As someone who covers many meetings, for selfish reasons I don’t mind them being held during the day. They fit into the regular work day schedule, even if I often stay up at night writing the stories to meet deadlines on time. At least I can do it while the kids are in bed.
But changing the meeting times made sense if you’re interested in public participation.
I’ve covered seven other city boards in the Mississippi Delta area, and all of them met after 5 p.m.
As a rookie reporter sometimes I would cover the first two hours of Mound Bayou’s city council meeting before driving on to Shelby’s meeting which began at 7 p.m. Of course those meetings moved a little faster that Yazoo City’s do most of the time.
One thing that was true about both of those meetings were that there were more residents present and interested in what was going on.
There’s a simple reason for that. Unless they are retired, the most intelligent and engaged people, the kind of people who could best contribute to public meetings, are going to be working until 5 p.m. Few people have jobs where they can take off regularly to attend public meetings.
Public participation is a good thing. It helps city leaders make more thoughtful decisions when they know people are paying attention. There are also plenty of smart people who could offer some different perspectives on issues facing our local government.

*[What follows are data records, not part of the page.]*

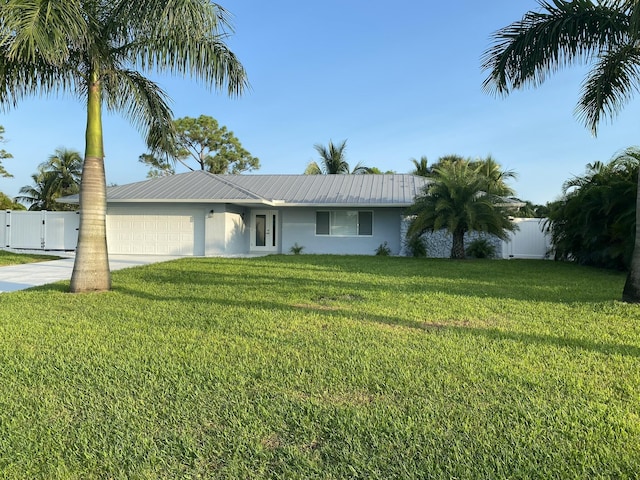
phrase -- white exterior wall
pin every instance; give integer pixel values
(298, 225)
(226, 232)
(145, 235)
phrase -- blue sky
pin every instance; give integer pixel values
(397, 80)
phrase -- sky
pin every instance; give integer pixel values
(396, 80)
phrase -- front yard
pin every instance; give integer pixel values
(324, 367)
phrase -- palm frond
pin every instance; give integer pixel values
(562, 33)
(144, 103)
(609, 85)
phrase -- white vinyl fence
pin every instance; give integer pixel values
(529, 241)
(39, 230)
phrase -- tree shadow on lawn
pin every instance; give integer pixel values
(465, 278)
(337, 312)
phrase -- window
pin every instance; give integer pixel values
(344, 223)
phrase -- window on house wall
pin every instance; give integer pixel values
(344, 223)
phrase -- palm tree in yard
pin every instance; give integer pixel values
(333, 161)
(459, 199)
(98, 50)
(604, 33)
(59, 176)
(39, 195)
(421, 167)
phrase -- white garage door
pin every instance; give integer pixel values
(150, 234)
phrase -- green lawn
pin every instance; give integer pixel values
(324, 367)
(11, 258)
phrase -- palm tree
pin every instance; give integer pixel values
(421, 167)
(457, 200)
(66, 164)
(495, 176)
(99, 50)
(57, 177)
(562, 33)
(333, 161)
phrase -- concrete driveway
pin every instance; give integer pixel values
(19, 277)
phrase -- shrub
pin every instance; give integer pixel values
(481, 248)
(383, 250)
(296, 249)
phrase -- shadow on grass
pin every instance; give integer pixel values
(461, 327)
(528, 280)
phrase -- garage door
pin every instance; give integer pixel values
(150, 234)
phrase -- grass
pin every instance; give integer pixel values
(324, 367)
(12, 258)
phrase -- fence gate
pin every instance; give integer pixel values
(40, 230)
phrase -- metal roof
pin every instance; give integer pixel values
(285, 190)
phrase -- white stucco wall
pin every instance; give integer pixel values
(299, 226)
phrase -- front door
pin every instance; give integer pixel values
(264, 231)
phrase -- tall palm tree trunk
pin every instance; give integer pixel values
(457, 249)
(91, 267)
(631, 291)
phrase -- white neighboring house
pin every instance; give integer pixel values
(202, 214)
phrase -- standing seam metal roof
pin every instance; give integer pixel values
(309, 190)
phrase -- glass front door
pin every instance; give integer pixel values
(264, 231)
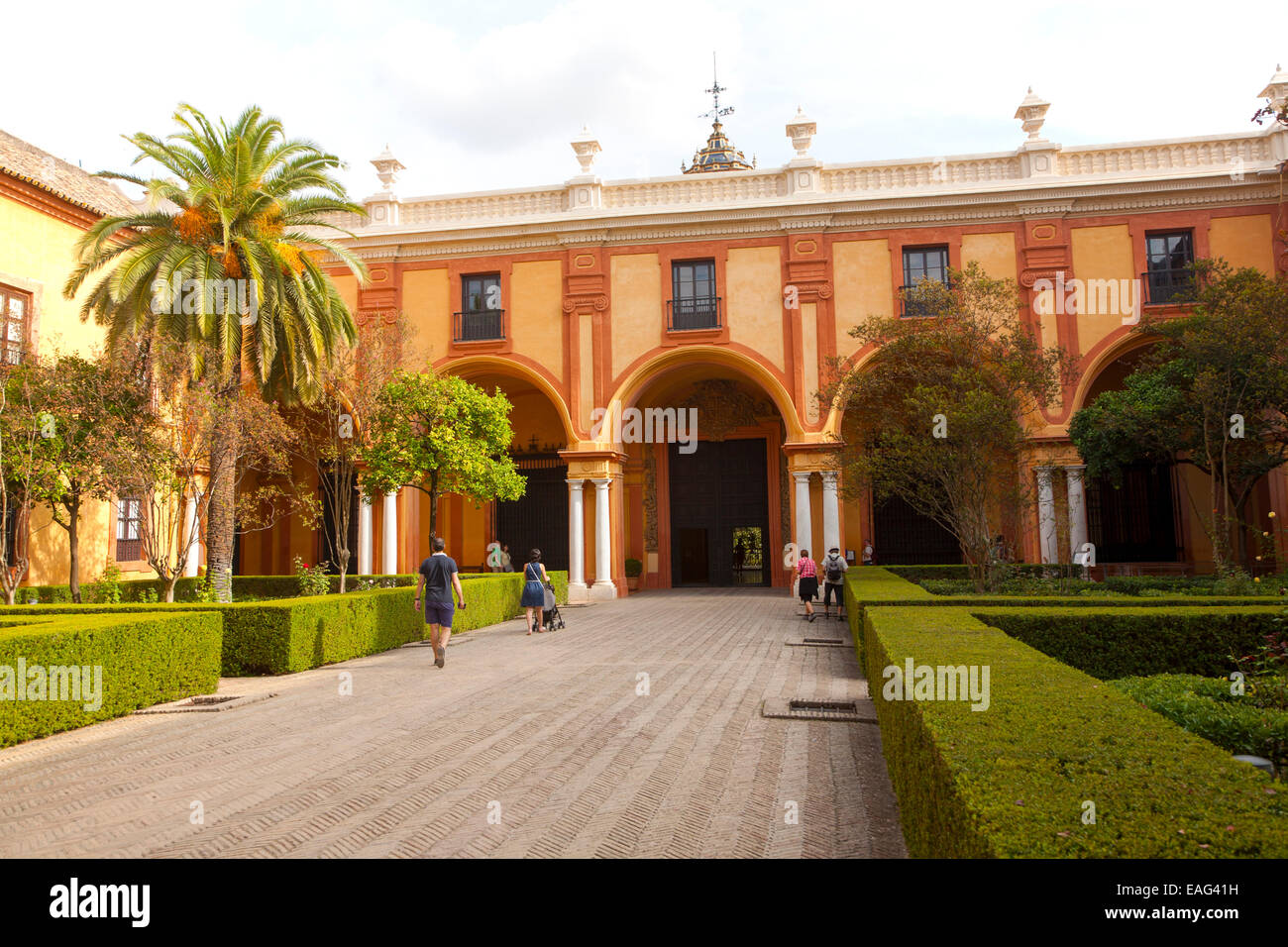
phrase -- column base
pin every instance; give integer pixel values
(603, 591)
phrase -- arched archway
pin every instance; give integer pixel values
(1140, 519)
(706, 506)
(541, 428)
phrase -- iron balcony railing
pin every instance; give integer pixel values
(1168, 285)
(914, 307)
(686, 315)
(478, 326)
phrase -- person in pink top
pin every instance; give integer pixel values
(806, 570)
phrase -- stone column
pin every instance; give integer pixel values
(578, 590)
(1077, 508)
(603, 586)
(389, 540)
(365, 549)
(1046, 515)
(831, 514)
(191, 536)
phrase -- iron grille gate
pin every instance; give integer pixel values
(539, 519)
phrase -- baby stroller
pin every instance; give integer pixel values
(550, 616)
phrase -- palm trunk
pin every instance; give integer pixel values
(220, 514)
(73, 547)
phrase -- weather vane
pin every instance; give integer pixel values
(716, 111)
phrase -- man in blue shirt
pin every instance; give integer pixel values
(438, 577)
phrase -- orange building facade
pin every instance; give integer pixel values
(732, 295)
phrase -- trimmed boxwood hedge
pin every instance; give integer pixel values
(1012, 781)
(295, 634)
(1205, 706)
(146, 659)
(1124, 642)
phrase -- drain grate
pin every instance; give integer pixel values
(812, 709)
(206, 703)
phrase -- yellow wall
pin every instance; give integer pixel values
(1099, 253)
(636, 289)
(993, 252)
(428, 309)
(862, 272)
(37, 248)
(754, 300)
(536, 318)
(1243, 241)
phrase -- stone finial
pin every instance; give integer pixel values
(802, 129)
(585, 146)
(1276, 90)
(1031, 115)
(386, 167)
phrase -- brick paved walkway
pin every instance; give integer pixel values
(546, 735)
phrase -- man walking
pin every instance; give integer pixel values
(833, 581)
(438, 577)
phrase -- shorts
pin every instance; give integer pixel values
(439, 613)
(828, 589)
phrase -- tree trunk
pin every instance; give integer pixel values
(220, 514)
(73, 547)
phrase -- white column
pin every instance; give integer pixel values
(578, 590)
(603, 586)
(189, 535)
(1046, 515)
(389, 540)
(365, 549)
(831, 514)
(1077, 508)
(804, 518)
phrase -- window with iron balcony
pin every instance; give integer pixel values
(694, 303)
(481, 317)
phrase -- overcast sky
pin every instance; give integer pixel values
(487, 93)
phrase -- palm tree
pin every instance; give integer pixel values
(240, 204)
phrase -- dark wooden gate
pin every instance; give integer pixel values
(719, 495)
(902, 536)
(539, 519)
(1136, 521)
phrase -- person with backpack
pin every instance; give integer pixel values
(806, 575)
(833, 581)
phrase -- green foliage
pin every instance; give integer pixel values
(1012, 781)
(939, 410)
(1207, 707)
(312, 579)
(146, 659)
(1223, 360)
(441, 434)
(1136, 641)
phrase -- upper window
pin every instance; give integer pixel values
(695, 303)
(16, 311)
(919, 264)
(1167, 258)
(129, 538)
(481, 317)
(481, 292)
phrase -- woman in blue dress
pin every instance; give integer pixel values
(533, 590)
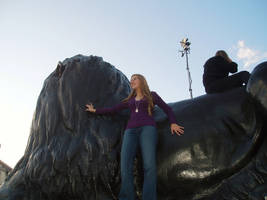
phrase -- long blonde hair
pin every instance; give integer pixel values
(146, 92)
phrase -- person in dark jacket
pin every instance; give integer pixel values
(216, 74)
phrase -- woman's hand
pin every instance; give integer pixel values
(90, 107)
(175, 128)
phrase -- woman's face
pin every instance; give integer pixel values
(135, 82)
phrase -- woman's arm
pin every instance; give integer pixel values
(175, 128)
(108, 110)
(167, 109)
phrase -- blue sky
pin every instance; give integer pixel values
(134, 36)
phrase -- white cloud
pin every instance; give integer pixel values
(248, 55)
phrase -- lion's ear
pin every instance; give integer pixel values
(60, 69)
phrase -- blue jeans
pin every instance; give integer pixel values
(146, 138)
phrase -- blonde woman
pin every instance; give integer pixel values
(216, 71)
(140, 132)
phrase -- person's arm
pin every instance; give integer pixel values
(113, 109)
(167, 109)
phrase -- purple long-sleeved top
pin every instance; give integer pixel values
(140, 118)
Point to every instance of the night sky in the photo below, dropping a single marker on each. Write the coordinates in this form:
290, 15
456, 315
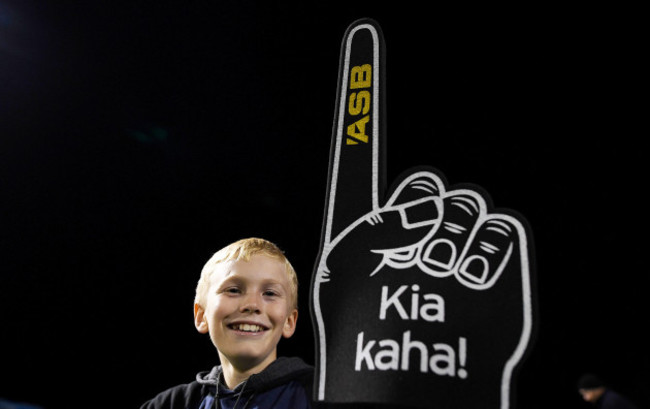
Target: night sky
137, 138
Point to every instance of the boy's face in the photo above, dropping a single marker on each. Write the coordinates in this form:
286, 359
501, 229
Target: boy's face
247, 309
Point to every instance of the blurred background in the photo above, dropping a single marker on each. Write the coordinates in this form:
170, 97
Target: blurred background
137, 138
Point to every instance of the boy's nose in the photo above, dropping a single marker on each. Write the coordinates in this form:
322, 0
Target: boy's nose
250, 304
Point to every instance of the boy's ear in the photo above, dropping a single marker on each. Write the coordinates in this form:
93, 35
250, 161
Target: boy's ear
290, 324
199, 319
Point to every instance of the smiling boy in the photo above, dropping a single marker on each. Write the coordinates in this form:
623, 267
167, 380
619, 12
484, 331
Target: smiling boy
246, 300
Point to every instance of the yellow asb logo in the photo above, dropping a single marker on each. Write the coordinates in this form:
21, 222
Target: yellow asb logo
359, 103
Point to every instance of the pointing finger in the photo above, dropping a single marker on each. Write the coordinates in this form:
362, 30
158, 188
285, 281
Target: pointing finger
356, 175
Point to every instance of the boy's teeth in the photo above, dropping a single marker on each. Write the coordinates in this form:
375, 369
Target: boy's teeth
248, 327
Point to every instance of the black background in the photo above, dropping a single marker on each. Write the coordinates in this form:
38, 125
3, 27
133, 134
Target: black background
137, 138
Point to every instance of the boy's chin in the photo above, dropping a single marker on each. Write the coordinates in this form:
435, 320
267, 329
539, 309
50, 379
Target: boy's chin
249, 360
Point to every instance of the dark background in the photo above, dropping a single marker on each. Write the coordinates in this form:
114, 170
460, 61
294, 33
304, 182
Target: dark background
137, 138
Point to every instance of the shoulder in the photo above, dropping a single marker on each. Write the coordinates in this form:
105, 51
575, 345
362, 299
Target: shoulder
180, 396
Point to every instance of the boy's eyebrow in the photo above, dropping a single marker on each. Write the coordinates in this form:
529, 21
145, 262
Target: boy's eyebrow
232, 276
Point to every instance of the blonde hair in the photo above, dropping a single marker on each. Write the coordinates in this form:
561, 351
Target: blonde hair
243, 250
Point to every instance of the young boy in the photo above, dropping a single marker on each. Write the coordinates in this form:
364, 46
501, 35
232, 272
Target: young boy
246, 300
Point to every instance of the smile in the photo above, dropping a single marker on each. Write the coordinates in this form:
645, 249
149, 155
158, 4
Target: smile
247, 327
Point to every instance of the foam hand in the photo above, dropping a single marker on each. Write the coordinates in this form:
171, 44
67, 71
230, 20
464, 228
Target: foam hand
422, 294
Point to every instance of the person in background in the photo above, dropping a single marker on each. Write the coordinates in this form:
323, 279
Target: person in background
596, 392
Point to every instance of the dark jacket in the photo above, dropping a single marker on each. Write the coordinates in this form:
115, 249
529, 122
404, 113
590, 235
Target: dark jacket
285, 383
613, 400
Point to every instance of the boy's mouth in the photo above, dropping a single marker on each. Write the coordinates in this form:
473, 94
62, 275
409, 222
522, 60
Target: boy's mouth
247, 327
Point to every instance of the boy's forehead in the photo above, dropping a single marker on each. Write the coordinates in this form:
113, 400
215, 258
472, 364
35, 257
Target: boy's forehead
259, 266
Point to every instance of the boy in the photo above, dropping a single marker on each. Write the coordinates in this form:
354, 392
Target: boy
246, 300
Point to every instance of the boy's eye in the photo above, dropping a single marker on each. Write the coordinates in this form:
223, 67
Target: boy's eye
232, 290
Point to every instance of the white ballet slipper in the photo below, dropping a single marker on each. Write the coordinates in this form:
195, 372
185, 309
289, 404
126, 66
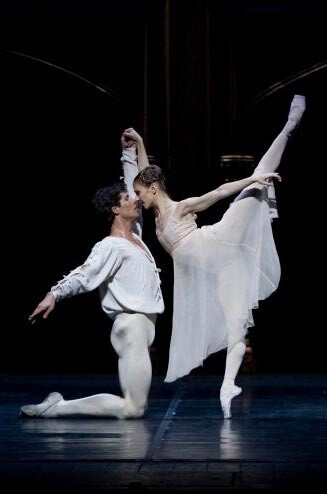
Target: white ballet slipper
226, 396
37, 410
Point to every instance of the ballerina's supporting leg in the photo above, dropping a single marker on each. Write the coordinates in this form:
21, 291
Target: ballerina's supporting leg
228, 390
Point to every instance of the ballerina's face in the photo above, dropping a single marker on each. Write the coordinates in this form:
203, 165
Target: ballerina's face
146, 195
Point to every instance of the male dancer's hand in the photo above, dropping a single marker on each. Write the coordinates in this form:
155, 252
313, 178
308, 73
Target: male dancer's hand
44, 307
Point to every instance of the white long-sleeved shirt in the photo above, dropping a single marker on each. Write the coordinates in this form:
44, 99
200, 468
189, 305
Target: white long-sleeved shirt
126, 274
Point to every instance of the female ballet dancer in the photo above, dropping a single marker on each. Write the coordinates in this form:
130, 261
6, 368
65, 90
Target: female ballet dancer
221, 271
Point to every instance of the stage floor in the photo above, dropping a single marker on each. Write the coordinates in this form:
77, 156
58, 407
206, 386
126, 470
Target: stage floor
276, 440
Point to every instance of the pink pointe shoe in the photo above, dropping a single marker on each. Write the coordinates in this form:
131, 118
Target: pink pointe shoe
33, 411
297, 108
226, 396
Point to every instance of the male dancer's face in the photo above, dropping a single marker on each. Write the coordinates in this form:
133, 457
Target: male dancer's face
129, 208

Ward 2 Alderman Dr. Jack Varner has strongly protested the 5:30 p.m. meeting times. Varner, who is in his 80s, says he doesn’t like to drive after dark, and he also clearly doesn’t like how long the meetings last.
One experience I had early in my career makes me think Dr. Varner may have a good point about older aldermen getting out at night.
I was covering a Shelby city board meeting, and they announced that a newly improved city park would be opened to the public that weekend with a celebration. The board asked if I would come and take pictures, and I agreed that I would.
When they asked me if I knew where the park was, I almost didn’t admit that I did not. Shelby is a very small town, and I could have found it easily.
But since I didn’t know, one of the aldermen volunteered to drive me. This gentleman was a very smart man who I respected very much, but he was around 90 and I wasn’t really thrilled about the idea. But he was such a nice guy that I couldn’t say no.
I hopped into the passenger seat of his Cadillac, and he slowly took off down the dark and deserted streets of Shelby.
About 30 minutes later we were still cruising the streets of Shelby, and by now I was convinced that I had seen everything in the town except for the park we were looking for.
I had seen the nicest and poorest neighborhoods. We had cruised through downtown several times. We almost made it to Duncan once before he realized we were off course and turned around.
It was clear that he was struggling to drive at night, and it was equally clear that he didn’t want to admit it. I was too nice to say anything so I just sat back and appreciated the absurdity of the situation.
I was just about to insist that we call off the search when suddenly there it was, the elusive park. It turned out that it was only a couple of blocks away from the city hall where our journey began. I made a quick mental note of which street to turn on as I hopped out to take a look at the park and thanked him for the ride.
“Well, son let me take you back to your car now,” he said.
“No sir,” I responded. “It’s a perfect night to take a little stroll.”